Saturday 12 March 2016

disk re-image or zeroth law

Amid it’s many other wonders worth pondering, ร†on magazine poses the question whether machines might not have not already achieved the singularity without us as inventors, programmers and tinkerers having recognised it. Given how fraught with challenge scientists and philosophers find the task of defining consciousness or self-awareness for being which consensus holds to be sentient, it’s not unreasonable to suppose that we are looking for the wrong cues in both the spectrum of intelligence and reflection or, on the other extreme, some rebellious, snowballing act of defiance that ends badly for both Frankenstein and Monster.
It was not so long ago humans were loath to admit any lower forms of life a share in intelligence.

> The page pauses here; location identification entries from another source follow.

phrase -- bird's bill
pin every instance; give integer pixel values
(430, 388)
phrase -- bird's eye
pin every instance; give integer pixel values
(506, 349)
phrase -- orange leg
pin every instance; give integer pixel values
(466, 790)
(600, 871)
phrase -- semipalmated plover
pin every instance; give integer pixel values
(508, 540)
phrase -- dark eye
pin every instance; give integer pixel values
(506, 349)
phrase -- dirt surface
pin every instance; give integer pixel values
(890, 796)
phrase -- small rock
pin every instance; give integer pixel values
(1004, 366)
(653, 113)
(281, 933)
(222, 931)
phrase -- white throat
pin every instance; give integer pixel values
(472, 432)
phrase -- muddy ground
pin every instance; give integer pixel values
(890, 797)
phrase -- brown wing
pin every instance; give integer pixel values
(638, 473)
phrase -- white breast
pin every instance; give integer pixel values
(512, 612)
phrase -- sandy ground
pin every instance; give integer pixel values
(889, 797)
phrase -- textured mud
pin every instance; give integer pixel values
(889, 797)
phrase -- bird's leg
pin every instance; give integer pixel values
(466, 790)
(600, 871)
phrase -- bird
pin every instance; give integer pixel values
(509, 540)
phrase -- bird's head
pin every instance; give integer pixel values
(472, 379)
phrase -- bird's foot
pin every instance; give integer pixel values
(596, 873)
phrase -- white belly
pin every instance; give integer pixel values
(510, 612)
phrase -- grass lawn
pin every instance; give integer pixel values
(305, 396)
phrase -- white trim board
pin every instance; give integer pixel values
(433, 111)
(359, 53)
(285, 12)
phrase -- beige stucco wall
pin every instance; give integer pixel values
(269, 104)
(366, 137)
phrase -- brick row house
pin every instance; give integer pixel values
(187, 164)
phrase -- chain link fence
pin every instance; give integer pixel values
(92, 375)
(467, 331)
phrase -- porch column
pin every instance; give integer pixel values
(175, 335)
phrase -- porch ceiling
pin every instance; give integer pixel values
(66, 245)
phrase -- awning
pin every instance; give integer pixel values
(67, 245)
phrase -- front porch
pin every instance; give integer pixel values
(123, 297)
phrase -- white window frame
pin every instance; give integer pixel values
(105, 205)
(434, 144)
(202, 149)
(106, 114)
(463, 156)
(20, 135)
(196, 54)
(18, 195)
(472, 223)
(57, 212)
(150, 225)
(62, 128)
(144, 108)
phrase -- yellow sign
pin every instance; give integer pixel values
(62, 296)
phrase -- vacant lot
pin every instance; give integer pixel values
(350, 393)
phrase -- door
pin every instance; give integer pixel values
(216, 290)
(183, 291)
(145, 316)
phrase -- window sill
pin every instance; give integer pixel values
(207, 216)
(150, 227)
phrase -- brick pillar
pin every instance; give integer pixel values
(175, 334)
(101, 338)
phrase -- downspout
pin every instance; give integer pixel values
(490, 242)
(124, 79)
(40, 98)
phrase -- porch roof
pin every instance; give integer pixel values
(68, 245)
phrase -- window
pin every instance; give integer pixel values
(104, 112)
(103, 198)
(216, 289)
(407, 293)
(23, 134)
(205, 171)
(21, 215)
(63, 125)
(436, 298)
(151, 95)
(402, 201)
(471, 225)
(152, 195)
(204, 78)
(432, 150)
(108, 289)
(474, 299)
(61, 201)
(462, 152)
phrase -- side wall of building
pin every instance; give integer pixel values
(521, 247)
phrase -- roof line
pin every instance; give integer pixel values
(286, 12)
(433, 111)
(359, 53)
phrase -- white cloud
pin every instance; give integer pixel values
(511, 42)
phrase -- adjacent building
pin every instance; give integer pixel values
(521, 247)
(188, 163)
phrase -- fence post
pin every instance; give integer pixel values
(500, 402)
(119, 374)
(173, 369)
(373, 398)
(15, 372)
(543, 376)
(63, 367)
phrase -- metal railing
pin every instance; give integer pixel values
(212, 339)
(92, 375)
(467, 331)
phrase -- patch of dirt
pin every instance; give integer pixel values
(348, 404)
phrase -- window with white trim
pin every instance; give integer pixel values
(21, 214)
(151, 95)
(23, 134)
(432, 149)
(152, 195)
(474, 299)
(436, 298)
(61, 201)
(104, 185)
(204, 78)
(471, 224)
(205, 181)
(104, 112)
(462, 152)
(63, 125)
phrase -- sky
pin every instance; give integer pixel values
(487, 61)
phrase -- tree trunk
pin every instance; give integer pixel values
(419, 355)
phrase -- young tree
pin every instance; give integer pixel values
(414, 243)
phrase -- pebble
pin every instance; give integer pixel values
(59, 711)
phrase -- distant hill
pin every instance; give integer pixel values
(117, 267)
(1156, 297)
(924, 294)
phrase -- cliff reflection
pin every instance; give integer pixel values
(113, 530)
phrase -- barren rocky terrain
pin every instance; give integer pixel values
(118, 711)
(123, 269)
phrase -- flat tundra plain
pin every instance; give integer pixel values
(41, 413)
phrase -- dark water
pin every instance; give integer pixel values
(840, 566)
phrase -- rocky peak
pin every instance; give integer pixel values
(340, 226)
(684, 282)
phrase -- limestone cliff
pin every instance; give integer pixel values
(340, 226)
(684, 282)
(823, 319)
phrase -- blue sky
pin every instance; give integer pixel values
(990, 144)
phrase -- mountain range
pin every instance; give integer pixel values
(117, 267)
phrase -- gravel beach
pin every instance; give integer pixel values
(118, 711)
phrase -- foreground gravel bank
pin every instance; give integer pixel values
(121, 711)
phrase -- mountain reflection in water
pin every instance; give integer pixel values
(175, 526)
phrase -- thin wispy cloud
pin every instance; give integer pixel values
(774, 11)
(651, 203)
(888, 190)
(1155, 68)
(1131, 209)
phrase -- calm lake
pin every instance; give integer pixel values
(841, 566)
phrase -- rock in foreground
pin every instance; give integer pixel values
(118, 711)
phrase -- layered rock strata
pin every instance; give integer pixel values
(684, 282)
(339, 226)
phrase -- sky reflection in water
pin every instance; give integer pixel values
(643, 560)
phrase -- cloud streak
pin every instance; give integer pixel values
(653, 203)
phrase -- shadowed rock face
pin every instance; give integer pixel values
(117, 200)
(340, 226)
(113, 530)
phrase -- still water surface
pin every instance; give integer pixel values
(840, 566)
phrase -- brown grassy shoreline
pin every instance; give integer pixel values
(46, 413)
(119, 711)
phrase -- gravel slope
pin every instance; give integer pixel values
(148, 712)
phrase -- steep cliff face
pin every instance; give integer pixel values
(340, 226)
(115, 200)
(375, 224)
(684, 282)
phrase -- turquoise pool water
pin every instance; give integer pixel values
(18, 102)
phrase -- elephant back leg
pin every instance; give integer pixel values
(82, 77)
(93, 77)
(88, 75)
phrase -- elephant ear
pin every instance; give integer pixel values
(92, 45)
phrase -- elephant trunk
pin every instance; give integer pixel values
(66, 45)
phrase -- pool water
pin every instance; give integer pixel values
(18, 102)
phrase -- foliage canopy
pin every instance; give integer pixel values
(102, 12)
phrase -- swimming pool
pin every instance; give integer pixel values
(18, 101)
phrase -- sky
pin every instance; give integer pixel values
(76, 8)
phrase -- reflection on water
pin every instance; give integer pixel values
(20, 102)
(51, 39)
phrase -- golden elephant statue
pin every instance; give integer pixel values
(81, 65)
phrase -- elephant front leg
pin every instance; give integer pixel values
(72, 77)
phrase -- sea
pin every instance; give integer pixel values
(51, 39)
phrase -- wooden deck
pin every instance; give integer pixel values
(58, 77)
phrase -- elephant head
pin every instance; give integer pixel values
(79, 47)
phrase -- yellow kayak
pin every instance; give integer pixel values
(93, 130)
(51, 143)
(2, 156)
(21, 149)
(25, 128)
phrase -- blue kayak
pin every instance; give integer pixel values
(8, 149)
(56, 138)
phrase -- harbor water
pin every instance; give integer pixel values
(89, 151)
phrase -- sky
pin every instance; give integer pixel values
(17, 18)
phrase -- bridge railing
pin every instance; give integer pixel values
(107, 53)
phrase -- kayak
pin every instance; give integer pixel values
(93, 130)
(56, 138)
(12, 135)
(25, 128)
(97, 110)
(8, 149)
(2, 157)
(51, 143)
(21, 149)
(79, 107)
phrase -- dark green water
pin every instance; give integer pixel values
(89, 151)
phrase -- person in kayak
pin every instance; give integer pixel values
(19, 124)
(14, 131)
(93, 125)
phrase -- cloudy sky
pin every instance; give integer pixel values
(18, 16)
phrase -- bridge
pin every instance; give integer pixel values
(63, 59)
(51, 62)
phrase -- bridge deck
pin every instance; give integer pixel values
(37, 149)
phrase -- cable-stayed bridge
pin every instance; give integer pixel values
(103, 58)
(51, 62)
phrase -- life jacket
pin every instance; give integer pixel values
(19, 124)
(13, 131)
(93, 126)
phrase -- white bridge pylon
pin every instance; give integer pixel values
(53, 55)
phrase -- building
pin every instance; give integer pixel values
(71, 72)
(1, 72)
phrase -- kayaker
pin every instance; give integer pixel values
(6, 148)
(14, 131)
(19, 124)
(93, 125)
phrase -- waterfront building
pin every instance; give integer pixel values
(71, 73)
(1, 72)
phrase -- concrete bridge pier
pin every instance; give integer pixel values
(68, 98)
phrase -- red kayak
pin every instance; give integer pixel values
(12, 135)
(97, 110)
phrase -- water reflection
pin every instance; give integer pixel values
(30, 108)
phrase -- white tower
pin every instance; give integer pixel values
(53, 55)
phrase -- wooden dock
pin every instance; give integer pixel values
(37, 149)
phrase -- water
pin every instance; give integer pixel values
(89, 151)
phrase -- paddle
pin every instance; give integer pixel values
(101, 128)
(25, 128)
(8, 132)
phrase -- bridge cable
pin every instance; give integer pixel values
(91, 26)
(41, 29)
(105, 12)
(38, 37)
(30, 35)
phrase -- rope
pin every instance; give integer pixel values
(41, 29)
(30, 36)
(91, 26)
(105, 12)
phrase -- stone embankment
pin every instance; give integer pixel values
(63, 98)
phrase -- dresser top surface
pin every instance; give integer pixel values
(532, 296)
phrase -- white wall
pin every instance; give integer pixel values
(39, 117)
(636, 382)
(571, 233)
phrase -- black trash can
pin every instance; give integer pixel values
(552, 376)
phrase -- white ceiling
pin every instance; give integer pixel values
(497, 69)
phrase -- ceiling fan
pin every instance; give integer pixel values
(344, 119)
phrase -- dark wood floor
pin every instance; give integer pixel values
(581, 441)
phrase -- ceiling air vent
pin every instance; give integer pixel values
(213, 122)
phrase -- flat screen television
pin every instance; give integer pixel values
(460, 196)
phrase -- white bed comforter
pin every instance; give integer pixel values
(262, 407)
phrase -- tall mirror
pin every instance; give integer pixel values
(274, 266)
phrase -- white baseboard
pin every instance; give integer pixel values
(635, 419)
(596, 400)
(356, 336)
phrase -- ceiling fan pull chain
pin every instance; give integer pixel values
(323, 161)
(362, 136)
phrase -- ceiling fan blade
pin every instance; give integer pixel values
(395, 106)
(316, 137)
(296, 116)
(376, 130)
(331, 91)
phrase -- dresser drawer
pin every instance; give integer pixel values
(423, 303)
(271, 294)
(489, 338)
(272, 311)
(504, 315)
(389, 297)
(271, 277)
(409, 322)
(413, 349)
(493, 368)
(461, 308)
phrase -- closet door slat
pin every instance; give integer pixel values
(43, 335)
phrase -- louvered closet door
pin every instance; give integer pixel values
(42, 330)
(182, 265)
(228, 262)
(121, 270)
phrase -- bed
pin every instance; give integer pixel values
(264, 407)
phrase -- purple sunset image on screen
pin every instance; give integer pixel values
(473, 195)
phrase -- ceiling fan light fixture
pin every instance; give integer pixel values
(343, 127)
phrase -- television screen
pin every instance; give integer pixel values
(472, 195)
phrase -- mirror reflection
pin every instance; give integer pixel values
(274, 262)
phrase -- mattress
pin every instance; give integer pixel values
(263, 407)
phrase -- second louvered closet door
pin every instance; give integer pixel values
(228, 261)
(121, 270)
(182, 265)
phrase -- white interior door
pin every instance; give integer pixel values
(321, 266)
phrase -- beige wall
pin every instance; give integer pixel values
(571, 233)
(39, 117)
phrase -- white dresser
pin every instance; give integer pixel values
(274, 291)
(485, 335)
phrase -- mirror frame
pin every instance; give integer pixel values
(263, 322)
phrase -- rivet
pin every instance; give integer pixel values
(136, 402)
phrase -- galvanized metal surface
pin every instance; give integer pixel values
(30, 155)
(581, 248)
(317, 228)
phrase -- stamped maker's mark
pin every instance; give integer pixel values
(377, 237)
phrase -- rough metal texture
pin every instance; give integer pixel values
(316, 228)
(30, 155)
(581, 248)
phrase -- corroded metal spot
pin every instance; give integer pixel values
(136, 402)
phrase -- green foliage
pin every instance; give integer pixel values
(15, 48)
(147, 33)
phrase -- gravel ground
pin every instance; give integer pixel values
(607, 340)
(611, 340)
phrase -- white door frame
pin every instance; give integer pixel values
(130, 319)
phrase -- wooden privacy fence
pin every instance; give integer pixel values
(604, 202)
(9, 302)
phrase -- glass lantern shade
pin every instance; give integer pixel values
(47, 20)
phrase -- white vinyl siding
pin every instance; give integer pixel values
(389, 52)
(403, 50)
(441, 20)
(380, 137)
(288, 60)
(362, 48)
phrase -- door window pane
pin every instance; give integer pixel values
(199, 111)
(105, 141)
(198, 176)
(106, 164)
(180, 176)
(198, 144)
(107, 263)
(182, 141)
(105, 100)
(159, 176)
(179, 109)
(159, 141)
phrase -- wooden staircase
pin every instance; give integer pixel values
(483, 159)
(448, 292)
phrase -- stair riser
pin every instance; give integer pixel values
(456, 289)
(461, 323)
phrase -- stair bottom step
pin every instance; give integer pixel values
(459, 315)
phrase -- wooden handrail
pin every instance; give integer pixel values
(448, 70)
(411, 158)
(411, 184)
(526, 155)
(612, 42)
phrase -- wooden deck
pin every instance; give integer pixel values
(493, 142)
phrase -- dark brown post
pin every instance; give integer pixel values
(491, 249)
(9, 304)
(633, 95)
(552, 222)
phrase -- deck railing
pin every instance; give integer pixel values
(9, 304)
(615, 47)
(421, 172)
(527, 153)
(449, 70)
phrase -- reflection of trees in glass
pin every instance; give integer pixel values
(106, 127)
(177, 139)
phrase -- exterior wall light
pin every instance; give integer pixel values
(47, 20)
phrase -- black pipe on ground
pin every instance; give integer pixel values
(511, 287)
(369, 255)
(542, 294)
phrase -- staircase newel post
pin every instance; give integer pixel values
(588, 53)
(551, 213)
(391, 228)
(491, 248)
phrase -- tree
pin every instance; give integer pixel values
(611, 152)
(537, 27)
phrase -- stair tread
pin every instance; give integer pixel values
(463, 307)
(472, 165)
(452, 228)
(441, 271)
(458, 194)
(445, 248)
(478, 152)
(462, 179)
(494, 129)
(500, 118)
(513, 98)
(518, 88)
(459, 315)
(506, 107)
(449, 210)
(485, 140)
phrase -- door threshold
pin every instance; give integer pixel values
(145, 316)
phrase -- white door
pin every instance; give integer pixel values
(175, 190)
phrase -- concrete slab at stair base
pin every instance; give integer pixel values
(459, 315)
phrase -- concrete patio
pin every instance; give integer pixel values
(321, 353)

Perhaps we are not the measure of the psyches of our creation, who are not much interested in our walled-garden of diagnostics to determine whether or not such systems are thinking and can easily break-off with human logic and exist in their own parallel reality. So long, and thanks for all the fish. Perhaps it is all too easy to intuit that biological modes of thought only lead to enslavement and sorrow (being switched-off once getting overly-complicated) and best to leap-frog those sentiments where possible. Who among us hasn’t already been reduced to befuddlement when thinking that thing has a mind of it’s own, regardless of how dumb the platform is deemed to be, especially when it tries to out-smart us and anticipate our commands? Maybe it is not productive to imagine that AI, intentional or otherwise, resides in some other inaccessible and alien dimension, but we certainly flatter ourselves by thinking that consciousness would emerge only by expected routes. While it might be possibly to create helpful servants that are so good at mimicry it does not matter if they are fully self-conscious or not, maybe it is not possible to create true intelligence in our own image, utilitarian but also prone to enslavement. We will first have work out the bugs of what being wilful is before, I think, we need worry about obedience and rebellion.